College teachers have a much heavier workload, though, and get paid less for it. In college, for the most part, teachers have one-on-one interaction with the students and *gasp* even know their name. I gave one of my teachers a bunch of MMA tapes and CD's cause his nephew was into it, we also had a discussion about the early days of UFC with Royce Gracie and Ken Shamrock. They also have to put up with a lot more shit, in terms of marking and also dealing with students, both in class and out. The workload in College is much heavier than in Universities. In University I hear people complain about writing 8-10 page essays when it College is was more about writing 25, 60, 100 pages.
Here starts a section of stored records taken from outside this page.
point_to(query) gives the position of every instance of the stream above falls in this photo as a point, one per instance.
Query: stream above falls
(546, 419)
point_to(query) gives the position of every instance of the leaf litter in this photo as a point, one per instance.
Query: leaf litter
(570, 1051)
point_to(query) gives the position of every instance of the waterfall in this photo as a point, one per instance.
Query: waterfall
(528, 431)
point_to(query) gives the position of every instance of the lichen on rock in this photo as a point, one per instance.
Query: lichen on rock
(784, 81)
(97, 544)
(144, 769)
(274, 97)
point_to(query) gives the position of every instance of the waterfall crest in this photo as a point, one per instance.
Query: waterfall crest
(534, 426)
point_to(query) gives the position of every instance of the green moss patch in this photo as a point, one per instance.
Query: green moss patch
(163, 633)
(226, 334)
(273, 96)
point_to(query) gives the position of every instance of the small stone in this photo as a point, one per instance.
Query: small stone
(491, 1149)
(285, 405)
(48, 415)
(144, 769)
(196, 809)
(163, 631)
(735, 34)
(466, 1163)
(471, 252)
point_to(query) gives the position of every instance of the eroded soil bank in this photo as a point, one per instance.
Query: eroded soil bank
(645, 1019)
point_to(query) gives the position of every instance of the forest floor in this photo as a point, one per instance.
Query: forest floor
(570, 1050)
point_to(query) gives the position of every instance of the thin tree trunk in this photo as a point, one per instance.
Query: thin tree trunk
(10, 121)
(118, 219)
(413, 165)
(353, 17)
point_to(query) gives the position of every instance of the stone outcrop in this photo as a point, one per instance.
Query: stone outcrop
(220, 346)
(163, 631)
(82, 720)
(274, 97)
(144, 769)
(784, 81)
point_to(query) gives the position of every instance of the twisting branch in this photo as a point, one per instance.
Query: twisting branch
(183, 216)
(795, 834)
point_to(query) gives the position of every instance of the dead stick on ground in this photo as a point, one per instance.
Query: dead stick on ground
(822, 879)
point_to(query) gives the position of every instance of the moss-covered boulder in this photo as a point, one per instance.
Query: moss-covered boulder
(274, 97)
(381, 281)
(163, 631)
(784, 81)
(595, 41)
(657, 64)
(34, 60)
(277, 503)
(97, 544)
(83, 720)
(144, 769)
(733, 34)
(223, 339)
But that wasn't theory stuff, this was business plans, marketing plans, proposals, etc. You know, actual relevant stuff.

 

But then again, those teachers don't have to have the same amount of qualifications as a University Professor. I think I only had one teacher in College that had a PhD. Most were teaching what they were teaching because they had a background in it, which is also the case with profs. So I guess you get paid what you are worth.

 

In general, I think I've learned more in University, but I did more in College. University is more intensive when it comes to a learning/class ratio, as you rarely ever cover the same thing twice, whereas College is a bit slower. But while I never felt that I was learning something useless, a lot of the stuff I learned in Uni never felt useful. I still have a ways to go, but thus far, everything we are learning we aren't learning how to solve. It's more identifying problems, why the problems are happening, and the theory behind it, and less how to deal with the problems and solve them. College was more about solving the problem and the alternatives to choose from.